I am the screaming girl. She is me, I am her. We are one.
I'm trapped in a world of forged security, haunted by my mistakes and tied down by the lies I've told. The story of my life is told so vaguely in these short words. See if you can figure me out.
Each action is an emotion, each description represents something entirely different. A puzzle of the mind, a representation.
The Screaming Mind
The only way to see inside is a window; a tiny window with frosted glass that sparkles, blinding anyone that dares to take a glimpse inside. An ever-bound door is in the exact centre at the front – it can never be unlocked, not even for the closest of friends. It is the sole entry, the lone exit.
Each room is filled with a thousand spider webs, but no eight-legged creature is to be found. They glisten in the darkness, fixed tightly to the central bulb that never lights, hiding a maze of lies that cannot be escaped as they wrap around each corner of the room.
In one of the large, shadowy rooms is a television screen. It’s huge, grey, and the tingling sounds of static echo from its blank display. Edging forwards, I press down on the button softly, snatching my shaking hand away as it recoils upwards. Flickering, the screen comes to life, casting eerie shadows across the white walls that are lines with photograph frames, some empty, some not.
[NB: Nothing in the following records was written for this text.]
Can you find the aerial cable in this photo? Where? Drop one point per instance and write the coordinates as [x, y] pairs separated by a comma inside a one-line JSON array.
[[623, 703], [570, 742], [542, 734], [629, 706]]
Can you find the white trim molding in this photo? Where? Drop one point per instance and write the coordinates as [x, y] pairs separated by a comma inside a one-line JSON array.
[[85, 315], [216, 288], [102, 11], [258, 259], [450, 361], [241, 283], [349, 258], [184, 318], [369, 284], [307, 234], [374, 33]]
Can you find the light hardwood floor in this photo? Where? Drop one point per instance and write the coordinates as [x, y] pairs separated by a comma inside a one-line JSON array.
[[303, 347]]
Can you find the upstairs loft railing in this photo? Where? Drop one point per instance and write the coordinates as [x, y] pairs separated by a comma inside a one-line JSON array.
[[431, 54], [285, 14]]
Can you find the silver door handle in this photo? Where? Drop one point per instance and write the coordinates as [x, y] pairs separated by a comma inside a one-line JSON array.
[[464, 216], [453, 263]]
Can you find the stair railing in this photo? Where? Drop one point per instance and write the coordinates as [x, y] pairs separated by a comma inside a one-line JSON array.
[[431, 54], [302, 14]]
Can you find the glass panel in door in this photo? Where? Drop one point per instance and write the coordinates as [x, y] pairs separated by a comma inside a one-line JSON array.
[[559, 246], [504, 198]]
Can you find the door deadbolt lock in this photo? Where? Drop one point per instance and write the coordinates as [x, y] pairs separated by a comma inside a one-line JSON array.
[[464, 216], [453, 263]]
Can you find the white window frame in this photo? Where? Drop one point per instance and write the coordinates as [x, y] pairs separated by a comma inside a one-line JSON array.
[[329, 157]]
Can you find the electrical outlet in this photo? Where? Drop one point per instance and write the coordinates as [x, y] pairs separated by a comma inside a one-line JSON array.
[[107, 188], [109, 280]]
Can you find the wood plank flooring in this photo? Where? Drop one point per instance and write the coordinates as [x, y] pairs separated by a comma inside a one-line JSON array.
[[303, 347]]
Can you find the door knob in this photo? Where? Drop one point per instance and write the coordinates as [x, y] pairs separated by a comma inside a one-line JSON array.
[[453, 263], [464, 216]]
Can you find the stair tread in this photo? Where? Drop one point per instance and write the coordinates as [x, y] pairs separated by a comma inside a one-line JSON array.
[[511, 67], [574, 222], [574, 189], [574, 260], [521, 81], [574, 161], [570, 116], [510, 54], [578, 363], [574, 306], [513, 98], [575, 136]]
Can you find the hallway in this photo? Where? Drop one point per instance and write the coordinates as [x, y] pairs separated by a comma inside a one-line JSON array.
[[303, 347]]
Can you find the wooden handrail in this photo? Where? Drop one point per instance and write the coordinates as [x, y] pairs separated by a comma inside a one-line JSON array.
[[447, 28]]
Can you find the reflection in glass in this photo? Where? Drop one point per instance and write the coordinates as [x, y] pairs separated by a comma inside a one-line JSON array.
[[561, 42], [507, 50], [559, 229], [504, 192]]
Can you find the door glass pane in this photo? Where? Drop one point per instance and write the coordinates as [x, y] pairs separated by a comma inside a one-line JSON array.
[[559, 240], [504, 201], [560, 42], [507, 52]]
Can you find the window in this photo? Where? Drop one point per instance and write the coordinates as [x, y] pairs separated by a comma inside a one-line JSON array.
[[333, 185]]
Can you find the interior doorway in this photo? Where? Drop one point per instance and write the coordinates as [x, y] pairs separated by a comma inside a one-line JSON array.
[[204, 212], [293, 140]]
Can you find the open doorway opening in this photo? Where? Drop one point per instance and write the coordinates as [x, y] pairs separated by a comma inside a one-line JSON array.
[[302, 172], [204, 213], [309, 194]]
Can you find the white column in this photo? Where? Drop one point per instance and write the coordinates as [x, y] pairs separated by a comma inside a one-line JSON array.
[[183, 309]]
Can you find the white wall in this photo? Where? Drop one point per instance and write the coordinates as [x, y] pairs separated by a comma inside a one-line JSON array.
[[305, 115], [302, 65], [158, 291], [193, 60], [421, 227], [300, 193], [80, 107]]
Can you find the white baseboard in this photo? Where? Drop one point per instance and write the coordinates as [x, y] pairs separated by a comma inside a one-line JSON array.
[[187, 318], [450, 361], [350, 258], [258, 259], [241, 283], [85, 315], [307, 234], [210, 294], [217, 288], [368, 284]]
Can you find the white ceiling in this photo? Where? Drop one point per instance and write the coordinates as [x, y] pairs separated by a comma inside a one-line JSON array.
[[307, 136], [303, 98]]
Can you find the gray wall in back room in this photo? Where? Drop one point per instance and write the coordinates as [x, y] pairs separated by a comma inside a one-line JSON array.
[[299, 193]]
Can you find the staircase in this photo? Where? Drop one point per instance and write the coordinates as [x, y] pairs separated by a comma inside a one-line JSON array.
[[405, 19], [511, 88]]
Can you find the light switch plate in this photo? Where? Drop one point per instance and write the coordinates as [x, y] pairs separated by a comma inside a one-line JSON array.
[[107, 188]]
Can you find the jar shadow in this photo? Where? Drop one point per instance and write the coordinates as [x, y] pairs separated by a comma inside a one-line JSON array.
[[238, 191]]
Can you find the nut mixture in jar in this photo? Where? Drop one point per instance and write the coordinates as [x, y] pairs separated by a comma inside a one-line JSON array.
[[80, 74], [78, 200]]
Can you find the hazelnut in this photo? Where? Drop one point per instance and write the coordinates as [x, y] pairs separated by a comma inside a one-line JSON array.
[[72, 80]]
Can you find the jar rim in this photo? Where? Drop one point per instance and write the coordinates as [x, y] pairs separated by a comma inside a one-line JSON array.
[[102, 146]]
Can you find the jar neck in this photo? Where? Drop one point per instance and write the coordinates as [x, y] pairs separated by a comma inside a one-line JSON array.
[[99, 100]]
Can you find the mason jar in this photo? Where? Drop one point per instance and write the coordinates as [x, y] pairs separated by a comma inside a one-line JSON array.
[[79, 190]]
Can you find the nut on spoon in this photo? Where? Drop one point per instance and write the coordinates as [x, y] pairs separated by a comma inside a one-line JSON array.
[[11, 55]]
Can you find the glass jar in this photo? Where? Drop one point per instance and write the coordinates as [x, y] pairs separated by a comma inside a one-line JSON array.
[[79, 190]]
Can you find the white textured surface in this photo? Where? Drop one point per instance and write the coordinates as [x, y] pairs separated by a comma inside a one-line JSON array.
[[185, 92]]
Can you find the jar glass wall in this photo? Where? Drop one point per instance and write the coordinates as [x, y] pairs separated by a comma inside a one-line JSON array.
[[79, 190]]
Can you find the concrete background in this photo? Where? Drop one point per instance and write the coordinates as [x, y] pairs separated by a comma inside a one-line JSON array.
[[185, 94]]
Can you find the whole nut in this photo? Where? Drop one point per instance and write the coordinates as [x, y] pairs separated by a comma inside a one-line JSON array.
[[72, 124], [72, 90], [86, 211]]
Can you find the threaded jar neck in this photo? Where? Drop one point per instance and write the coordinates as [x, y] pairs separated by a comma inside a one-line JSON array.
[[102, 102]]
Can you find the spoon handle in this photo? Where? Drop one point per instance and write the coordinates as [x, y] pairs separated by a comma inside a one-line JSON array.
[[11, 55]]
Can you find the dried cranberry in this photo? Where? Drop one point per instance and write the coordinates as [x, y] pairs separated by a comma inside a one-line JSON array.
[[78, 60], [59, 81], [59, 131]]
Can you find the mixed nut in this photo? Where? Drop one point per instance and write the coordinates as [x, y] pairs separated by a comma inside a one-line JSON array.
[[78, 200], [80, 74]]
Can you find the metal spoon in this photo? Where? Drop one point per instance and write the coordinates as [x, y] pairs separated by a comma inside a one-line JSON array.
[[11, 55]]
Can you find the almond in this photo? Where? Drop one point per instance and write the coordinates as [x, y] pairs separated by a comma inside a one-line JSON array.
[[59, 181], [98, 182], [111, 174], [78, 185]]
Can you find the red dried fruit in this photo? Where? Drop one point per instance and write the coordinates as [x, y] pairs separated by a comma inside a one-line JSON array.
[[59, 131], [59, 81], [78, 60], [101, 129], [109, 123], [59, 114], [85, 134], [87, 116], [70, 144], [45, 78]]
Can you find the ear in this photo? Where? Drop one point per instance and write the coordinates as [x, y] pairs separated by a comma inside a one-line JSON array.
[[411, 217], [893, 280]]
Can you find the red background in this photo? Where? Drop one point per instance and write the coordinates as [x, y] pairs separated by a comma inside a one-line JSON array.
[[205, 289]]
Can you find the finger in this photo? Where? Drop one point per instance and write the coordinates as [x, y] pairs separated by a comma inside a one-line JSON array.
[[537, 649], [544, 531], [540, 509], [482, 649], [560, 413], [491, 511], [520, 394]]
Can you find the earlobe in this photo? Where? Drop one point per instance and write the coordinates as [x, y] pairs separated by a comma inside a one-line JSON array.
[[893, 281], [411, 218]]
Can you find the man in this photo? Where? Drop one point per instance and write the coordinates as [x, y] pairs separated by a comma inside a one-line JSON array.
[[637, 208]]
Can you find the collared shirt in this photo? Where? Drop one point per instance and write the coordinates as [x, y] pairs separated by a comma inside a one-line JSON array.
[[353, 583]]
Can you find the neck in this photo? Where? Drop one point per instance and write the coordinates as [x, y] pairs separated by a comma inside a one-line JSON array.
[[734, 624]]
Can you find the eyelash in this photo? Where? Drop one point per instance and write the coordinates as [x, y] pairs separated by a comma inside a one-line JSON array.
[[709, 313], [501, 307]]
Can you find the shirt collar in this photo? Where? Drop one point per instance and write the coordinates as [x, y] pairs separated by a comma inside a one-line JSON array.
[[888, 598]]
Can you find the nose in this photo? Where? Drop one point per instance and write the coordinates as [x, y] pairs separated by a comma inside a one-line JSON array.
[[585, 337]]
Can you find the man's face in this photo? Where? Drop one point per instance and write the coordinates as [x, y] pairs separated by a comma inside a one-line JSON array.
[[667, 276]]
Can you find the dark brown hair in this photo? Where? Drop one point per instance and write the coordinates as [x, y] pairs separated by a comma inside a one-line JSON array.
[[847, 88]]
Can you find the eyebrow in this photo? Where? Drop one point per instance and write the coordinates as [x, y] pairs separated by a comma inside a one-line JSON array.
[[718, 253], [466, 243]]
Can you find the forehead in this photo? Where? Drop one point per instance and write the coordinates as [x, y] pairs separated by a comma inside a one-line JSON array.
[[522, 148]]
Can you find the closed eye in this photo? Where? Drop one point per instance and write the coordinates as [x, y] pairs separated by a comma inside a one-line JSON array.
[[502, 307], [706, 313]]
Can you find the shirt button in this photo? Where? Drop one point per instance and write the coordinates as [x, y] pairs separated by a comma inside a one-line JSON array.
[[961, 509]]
Cross-legged, I sit on the dusty floorboards and wait for pictures to appear in front of me. I’m so close to the television that my eyes become blurry from each tiny pixel that makes up the images.
And so the sorrowful story begins with the glossy-eyed girl and her orderly life. Her pale face unfolds a cage of perfection, a path that never winds. No change in direction is ever taken. Each twist in the plot has the changing emotions of a piano-played song. The visual biography has the violent edge of a stormy sea mixed with the flowing tranquillity of a river with no meanders.
Tears fill my tired eyes as I watch each mistake, each lie and each failure flash before me, teasing the angry sadness threatening to escape. The girl on the screen screams so loudly – the first sounds of the video and I can not help but do the same. Strangled cries echo off each wall as the picture frames smash and the photographs fall through the cracks in the old floorboards.
I have to get away. My anxious feet carry me away from the torture chamber, pulling me up the narrow, creaking staircase and far from the pain. Slamming behind me, a door closes, locking me into a room of nothing except a single bed, positioned in the corner. It’s the only colour in the room with its red sheets and thick duvet.
However even in dreams I cannot escape the story of the glossy-eyed girl as she creeps slyly into them, forcing my imagination to think the world is collapsing around my very self. The light bulb down stairs shatters with a shiver-worthy crack, taking down the spider webs with it, the lies collapsing.
My heart pounds violently as I wake and run back down to the television room, the girl still screaming on the screen of horror. Covering my ears, I see that it isn’t real. The bulb is still intact, and with it my security.
A sigh of relief escapes my cold lips as I collapse to the floor in my reprieve. My cage is still safe, still kindly unbroken. Even the terrifying screams are blocked by my skilled ears so that I cannot hear them – I’ve abandoned them. Eventually, I tune them out so powerfully that the television turns itself off, replacing the picture with a blank, colourless screen.
Each photograph is restored to its original place as they rise slowly through the cracks as I put the pieces back together. The faces in them put a faint smile on my face which is taken away quickly by the memories that swirl around my fragile mind.
Light glimmers from the central bulb before returning the room to its usual darkness. Its rejection to brighten darkens my emotions once more as I find myself climbing the stairs, each one a hurdle to overcome before I can reach my destination.
The red sheets beckon my presence as I get closer and closer, avoiding the obstacles that lie in my path, not wanting to attack any of them head on. Sitting on the lumpy mattress, my breathing steadies.
“This is my mind,” I whisper, filling the silence with the hoarse sound of my voice. “This is my house. I decide what happens. So why trap me in such a woeful paradise?” The screaming girl answers my frantic words as her heart-wrenching tone reaches every single room. She is me, I am her. We are one.